A model with continuity

When the “villa” acquired legal status for certain communities this led to large-scale changes in the entire social, political and legal network of the inhabitants such that it formed the template for the organization of municipal areas in the 21st century. In a period of 200 years, Gipuzkoa went from not having a single villa to a network of 25 distributed more or less uniformly in an area of scarcely 2,000 km² and, most importantly, whose jurisdiction covered almost the entire region.

Those who organized themselves into a “villa” acquired certain  advantages over their neighbours:  military protection, their own laws, joint jurisdiction, a direct link to the crown, the recognition of equality among its members, and all of this within a well-defined territory. Beyond the villa, the Parientes Mayores continued to reign, although with diminishing power.
The new settlements were at the bottom of river valleys, where the majority of the cases still remain. They were built within walls which, as well as offering protection, served to demonstrate the strength and organization of the town.

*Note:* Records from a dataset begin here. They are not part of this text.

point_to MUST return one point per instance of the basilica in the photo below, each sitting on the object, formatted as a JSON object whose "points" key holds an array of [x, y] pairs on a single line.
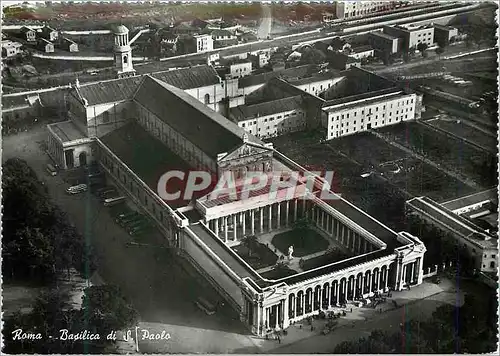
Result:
{"points": [[139, 127]]}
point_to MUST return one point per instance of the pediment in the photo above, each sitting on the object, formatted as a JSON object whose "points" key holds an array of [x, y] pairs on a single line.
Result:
{"points": [[244, 150]]}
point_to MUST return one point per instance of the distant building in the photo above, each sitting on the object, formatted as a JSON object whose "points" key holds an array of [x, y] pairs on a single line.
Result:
{"points": [[351, 9], [260, 59], [28, 34], [361, 52], [412, 36], [221, 35], [11, 49], [444, 34], [68, 45], [247, 37], [342, 61], [328, 17], [480, 243], [364, 101], [196, 43], [275, 109], [238, 68], [384, 43], [45, 46], [49, 34], [123, 52], [18, 107]]}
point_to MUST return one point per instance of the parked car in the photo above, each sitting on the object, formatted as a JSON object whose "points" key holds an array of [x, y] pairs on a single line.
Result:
{"points": [[51, 170], [76, 189]]}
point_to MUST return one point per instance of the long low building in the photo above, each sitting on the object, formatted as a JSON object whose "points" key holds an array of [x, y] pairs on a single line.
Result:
{"points": [[361, 256], [482, 245]]}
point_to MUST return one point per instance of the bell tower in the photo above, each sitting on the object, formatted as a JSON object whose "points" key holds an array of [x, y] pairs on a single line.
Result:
{"points": [[123, 53]]}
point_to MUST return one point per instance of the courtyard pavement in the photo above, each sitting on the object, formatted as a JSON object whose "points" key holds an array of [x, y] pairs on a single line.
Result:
{"points": [[417, 303], [163, 292]]}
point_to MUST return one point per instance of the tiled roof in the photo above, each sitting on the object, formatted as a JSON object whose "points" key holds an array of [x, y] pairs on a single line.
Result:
{"points": [[67, 131], [15, 101], [471, 199], [210, 131], [362, 49], [189, 78], [122, 89], [296, 72], [110, 91], [383, 35], [372, 96], [244, 112]]}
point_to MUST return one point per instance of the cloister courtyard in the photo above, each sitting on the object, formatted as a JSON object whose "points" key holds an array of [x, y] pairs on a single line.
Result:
{"points": [[268, 253]]}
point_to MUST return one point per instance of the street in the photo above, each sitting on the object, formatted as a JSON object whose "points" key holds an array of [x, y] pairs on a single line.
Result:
{"points": [[160, 290]]}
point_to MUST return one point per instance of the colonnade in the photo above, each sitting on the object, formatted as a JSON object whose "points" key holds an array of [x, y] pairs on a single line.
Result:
{"points": [[324, 296], [257, 221], [344, 235]]}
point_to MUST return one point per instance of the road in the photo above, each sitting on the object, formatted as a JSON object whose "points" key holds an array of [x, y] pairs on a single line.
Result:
{"points": [[161, 290], [388, 321]]}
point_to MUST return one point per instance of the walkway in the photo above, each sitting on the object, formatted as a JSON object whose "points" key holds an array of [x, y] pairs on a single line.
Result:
{"points": [[267, 238], [457, 176], [417, 303]]}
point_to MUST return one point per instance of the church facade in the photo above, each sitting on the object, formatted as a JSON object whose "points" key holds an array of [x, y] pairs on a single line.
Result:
{"points": [[208, 230]]}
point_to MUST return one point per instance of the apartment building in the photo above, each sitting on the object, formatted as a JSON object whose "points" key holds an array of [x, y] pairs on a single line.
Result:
{"points": [[271, 118], [204, 43], [443, 34], [11, 49], [384, 43], [351, 9], [361, 52], [347, 116], [412, 36]]}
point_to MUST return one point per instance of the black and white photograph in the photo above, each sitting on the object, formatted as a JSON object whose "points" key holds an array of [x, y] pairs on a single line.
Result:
{"points": [[231, 177]]}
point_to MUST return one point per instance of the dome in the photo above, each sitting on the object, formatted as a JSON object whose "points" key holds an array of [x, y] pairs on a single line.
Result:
{"points": [[120, 30]]}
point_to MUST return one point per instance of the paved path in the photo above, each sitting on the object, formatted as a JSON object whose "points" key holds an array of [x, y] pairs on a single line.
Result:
{"points": [[362, 321], [161, 291], [457, 176]]}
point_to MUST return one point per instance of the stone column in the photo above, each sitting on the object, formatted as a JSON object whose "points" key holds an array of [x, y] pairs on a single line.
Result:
{"points": [[285, 312], [225, 228], [235, 235], [279, 216], [261, 220], [252, 221], [270, 228], [287, 213], [243, 221]]}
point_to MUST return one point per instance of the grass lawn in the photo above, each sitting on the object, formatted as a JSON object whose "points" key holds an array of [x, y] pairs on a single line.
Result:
{"points": [[304, 241], [261, 256], [325, 259], [278, 273]]}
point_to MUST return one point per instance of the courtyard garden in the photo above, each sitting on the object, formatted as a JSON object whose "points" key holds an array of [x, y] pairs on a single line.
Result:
{"points": [[254, 253], [280, 271], [327, 258], [304, 239]]}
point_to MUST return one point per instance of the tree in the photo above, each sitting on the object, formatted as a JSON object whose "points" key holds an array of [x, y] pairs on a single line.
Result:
{"points": [[250, 242], [439, 51], [38, 239], [106, 309]]}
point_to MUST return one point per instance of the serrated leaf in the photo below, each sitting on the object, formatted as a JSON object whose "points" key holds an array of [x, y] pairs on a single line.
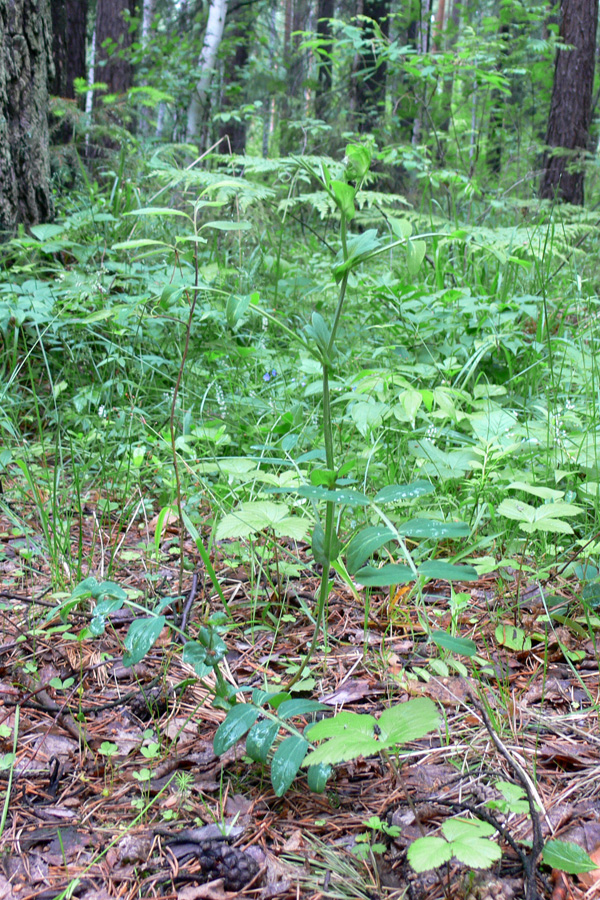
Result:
{"points": [[237, 722], [342, 723], [436, 568], [394, 493], [285, 763], [394, 573], [430, 528], [260, 739], [477, 853], [464, 646], [428, 853], [364, 544], [567, 857]]}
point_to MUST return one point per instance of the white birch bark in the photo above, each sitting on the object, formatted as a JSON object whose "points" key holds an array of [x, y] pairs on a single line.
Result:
{"points": [[212, 39], [147, 16], [89, 97]]}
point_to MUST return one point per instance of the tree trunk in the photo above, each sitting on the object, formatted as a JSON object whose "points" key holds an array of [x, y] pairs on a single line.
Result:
{"points": [[325, 11], [25, 67], [69, 26], [113, 39], [371, 84], [233, 85], [570, 109], [206, 63]]}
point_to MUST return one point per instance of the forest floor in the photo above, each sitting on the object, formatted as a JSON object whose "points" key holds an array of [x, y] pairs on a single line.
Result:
{"points": [[116, 791]]}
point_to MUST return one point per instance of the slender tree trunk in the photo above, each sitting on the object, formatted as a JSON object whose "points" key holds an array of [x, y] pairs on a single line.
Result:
{"points": [[113, 39], [25, 68], [69, 26], [371, 84], [325, 11], [212, 39], [498, 99], [234, 89], [570, 110], [148, 7], [296, 13]]}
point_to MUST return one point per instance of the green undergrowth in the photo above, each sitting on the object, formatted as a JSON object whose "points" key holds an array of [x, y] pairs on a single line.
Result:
{"points": [[470, 365]]}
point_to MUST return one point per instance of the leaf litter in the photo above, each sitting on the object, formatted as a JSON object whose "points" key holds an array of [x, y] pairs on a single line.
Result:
{"points": [[116, 791]]}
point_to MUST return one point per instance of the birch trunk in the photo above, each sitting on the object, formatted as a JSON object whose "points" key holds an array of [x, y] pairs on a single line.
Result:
{"points": [[212, 40]]}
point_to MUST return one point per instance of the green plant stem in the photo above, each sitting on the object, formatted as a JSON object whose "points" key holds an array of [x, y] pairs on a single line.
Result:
{"points": [[329, 529], [11, 771]]}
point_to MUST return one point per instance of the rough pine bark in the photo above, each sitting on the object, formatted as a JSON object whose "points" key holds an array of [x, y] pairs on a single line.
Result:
{"points": [[25, 66], [570, 108], [69, 25]]}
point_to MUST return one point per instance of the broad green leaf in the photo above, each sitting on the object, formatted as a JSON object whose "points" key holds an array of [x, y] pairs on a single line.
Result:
{"points": [[461, 829], [317, 777], [344, 197], [194, 654], [344, 747], [394, 493], [464, 646], [318, 545], [567, 857], [477, 853], [408, 721], [260, 739], [368, 414], [47, 231], [157, 211], [285, 763], [237, 722], [358, 161], [394, 573], [544, 493], [343, 496], [228, 226], [364, 544], [512, 638], [430, 528], [139, 242], [437, 569], [428, 853], [400, 227], [252, 517], [299, 707], [141, 637], [236, 308], [342, 723]]}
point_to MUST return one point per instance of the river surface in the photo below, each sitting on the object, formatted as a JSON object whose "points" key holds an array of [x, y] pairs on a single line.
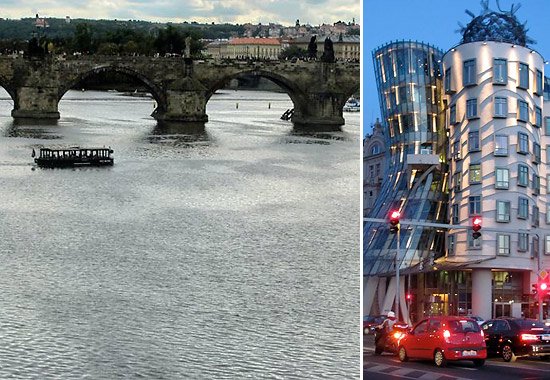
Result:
{"points": [[228, 254]]}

Aerial view of Segura © Paisajes Españoles, S.A.
Mediaeval gate of Leintz Gatzaga © Pello Lopez
Mediaeval gate of Segura


Founding charter

The villas enjoyed their own system government, through a fuero or a founding charter which laid out the legal and administrative basis for the villa’s foundation and development. This document specifies a large number of situations and provisos: conditions necessary in order to qualify for public office or to live in the neighbourhood, commercial rights, punishment for infractions, tax exemptions, rights over woodland and other uses of the territory relating to duties or military requirements.

The fueros that extended across all the region that would later be Gipuzkoa were dominated by two big families: those from Jaca, who arrived from Estella and linked up with and expanded to  Donostia, especially in coastal villas,  and the family from Logroño, which arrived via Vitoria and which played a role in regulating the influence of the feudal lords in the villas. Using its original fuero as a basis, each villa developed its own norms and by-laws which reflect the interests and tensions of each one as it developed over time.

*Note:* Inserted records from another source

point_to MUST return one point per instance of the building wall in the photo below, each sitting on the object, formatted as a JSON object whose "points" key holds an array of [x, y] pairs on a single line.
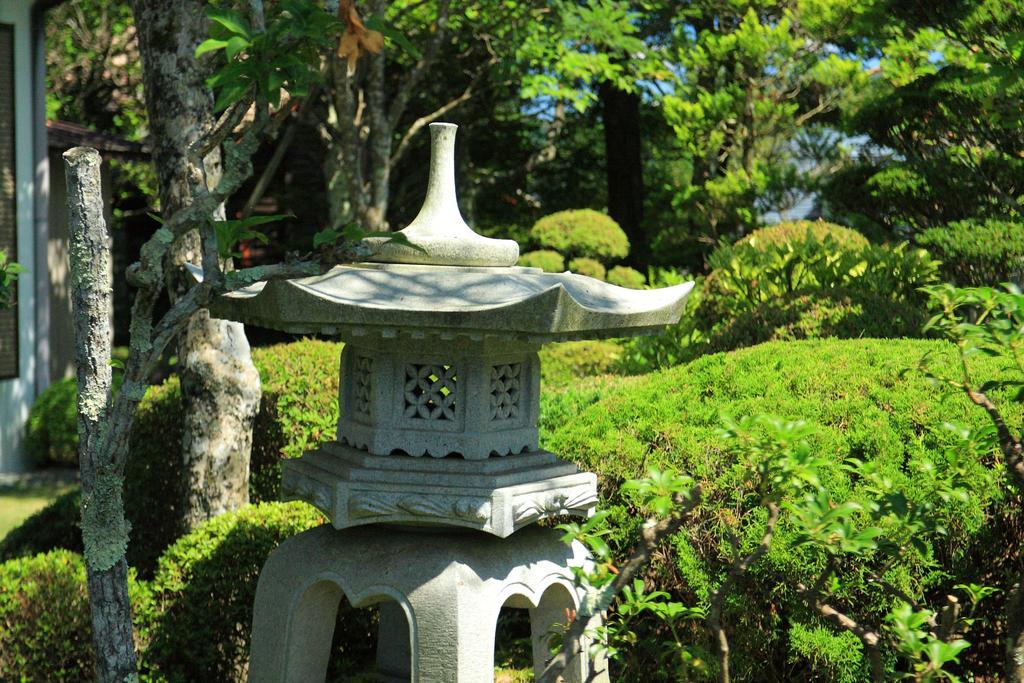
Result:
{"points": [[17, 393]]}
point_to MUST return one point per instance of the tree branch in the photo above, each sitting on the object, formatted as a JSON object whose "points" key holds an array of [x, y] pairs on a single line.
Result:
{"points": [[653, 534]]}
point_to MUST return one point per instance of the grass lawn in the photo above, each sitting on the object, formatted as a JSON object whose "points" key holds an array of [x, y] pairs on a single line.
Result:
{"points": [[16, 503]]}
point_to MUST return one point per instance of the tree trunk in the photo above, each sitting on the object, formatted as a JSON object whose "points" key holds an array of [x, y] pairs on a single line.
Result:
{"points": [[621, 112], [219, 384], [104, 532]]}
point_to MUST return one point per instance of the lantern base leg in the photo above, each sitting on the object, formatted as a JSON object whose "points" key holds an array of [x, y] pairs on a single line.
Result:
{"points": [[439, 593]]}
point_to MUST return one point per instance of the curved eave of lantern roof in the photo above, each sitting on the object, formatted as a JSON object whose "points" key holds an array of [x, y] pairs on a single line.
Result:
{"points": [[446, 301]]}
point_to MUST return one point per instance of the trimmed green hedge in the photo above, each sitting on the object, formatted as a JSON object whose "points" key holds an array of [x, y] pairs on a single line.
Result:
{"points": [[45, 630], [978, 254], [582, 232], [588, 266], [797, 230], [193, 622], [867, 404], [838, 313], [626, 276]]}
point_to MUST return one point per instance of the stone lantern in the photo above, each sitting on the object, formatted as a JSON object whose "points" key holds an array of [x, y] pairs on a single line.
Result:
{"points": [[436, 479]]}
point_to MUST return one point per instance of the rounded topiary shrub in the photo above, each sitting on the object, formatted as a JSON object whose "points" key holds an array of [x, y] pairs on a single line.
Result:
{"points": [[196, 622], [566, 363], [978, 254], [867, 401], [626, 276], [545, 259], [298, 410], [587, 266], [51, 432], [582, 232], [796, 230], [840, 313], [45, 628]]}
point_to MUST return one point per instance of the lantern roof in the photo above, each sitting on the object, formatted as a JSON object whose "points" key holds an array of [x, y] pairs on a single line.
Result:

Distinct from the “vertical” power of the Parientes Mayores, the villa extolled neighborliness, the “horizontal” source of rights and duties. The villa’s members had full rights and came together in citizens assemblies known as “batzarrak”. To begin with these were open assemblies based on equality, however, they soon gave way to narrower bodies, a closed group, elected annually (to avoid interference from factions and the gradual development of certain urban elites).

The key representative of this group is clearly the mayor who is the main representative of the community and its military chief. His principal function is to judge, helped by councillors and other officials, depending on the locality.

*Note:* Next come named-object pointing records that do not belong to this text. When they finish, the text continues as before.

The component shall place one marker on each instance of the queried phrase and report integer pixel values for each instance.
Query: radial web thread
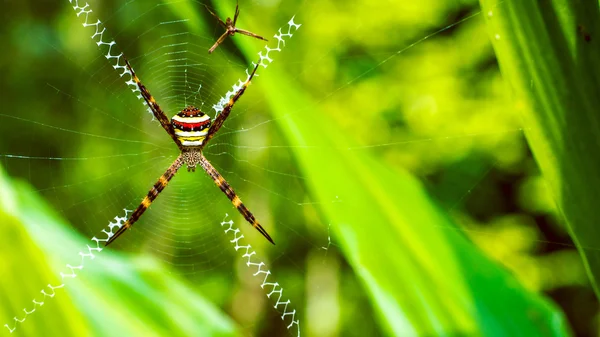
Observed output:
(48, 291)
(273, 288)
(264, 61)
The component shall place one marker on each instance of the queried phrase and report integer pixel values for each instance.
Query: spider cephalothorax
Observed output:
(191, 126)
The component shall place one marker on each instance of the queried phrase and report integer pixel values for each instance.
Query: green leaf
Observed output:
(423, 276)
(549, 53)
(113, 295)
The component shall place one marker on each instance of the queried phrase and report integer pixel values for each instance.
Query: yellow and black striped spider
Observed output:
(191, 130)
(230, 28)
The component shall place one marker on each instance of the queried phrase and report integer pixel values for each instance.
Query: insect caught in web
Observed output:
(190, 129)
(230, 28)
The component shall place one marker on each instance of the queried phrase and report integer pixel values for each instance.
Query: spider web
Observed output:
(104, 136)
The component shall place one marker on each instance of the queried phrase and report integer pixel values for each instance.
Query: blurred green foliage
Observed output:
(550, 59)
(325, 147)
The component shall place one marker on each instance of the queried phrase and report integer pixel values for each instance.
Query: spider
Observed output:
(230, 28)
(190, 129)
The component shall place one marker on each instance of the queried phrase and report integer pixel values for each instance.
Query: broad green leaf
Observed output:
(113, 295)
(423, 276)
(549, 53)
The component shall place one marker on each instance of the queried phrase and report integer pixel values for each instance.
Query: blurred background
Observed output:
(380, 149)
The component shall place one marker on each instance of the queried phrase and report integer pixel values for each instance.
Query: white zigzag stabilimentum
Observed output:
(87, 253)
(273, 288)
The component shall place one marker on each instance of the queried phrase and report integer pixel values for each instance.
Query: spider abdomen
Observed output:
(191, 126)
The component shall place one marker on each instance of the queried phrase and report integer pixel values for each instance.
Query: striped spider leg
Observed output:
(230, 28)
(191, 129)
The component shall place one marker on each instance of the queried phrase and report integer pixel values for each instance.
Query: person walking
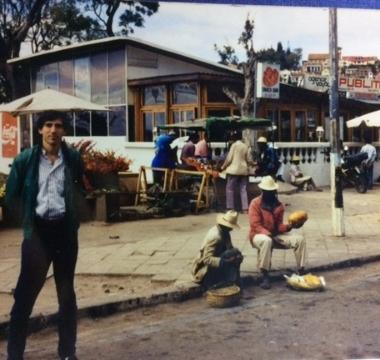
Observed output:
(368, 163)
(267, 230)
(218, 262)
(236, 168)
(268, 162)
(47, 179)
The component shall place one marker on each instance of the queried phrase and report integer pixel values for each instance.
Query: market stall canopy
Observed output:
(46, 100)
(371, 119)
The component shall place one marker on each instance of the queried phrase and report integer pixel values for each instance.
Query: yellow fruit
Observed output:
(297, 218)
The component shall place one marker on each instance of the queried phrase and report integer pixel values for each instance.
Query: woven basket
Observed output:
(223, 297)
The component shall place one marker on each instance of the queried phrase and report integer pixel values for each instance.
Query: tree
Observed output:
(227, 55)
(133, 14)
(16, 18)
(62, 24)
(288, 60)
(48, 23)
(244, 103)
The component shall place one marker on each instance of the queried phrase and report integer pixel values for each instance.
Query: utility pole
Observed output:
(335, 144)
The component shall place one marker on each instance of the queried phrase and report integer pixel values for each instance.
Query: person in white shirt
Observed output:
(368, 163)
(236, 167)
(298, 179)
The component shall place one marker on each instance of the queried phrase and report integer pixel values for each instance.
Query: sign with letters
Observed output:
(268, 81)
(9, 136)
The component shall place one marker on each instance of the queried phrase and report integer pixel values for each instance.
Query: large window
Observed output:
(82, 123)
(82, 87)
(117, 121)
(215, 93)
(185, 93)
(183, 115)
(46, 77)
(151, 121)
(66, 76)
(218, 112)
(99, 123)
(116, 77)
(154, 95)
(99, 78)
(285, 127)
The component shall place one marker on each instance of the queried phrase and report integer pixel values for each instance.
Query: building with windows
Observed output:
(146, 85)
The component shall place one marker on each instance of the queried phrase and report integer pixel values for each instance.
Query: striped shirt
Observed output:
(51, 178)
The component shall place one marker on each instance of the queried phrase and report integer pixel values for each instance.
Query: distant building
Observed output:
(147, 85)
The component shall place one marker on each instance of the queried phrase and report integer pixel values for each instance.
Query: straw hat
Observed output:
(262, 139)
(267, 183)
(296, 158)
(228, 219)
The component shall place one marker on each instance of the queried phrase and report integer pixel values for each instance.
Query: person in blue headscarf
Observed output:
(165, 156)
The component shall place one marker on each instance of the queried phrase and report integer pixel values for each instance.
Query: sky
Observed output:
(195, 28)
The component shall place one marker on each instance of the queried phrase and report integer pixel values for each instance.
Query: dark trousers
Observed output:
(369, 176)
(49, 244)
(226, 273)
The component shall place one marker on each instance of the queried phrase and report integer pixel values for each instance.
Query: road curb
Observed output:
(170, 294)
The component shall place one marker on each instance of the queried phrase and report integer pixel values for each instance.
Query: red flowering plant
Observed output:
(101, 167)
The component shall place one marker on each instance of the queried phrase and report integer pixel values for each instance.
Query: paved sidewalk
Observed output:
(163, 249)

Click on the following interactive map to obtain information about the foundation of the mediaeval villas in Gipuzkoa, the origin of their forums and their morphology and urban plan.



Activity

Although subsistence agriculture (cereals, vines etc.) continued, the main economic activity was  artisanal production and trade. As well as supplying the fairly large local market, the iron from the nearby foundries was transformed into arms, nails, horseshoes and tools of all kinds for export, as well as textiles and trade with everything that came from Castile (mainly wool) or to Castile (cloth and other manufactured goods).
In coastal villas fishing, whale hunting and shipbuilding swelled the merchant shipping traffic between the peninsula and the rest of Western Europe. This is specially the case of San Sebastian.



Expansion

The success of this new urban model led to increasing interest from rural communities. The advantages enjoyed by these villas attracted other rural settlements, many of which ended up joining existing villas if they were unable to directly establish themselves through a founding charter.
In this manner, while the Crown initiated the first villas founded in the 12th and 13th centuries, in the 14th century it is rural settlements themselves that are asking for charters, in order to escape from the insecurity and pressure created by the Parientes Mayores. The foundation of Villareal de Urretxua is a good example of this process.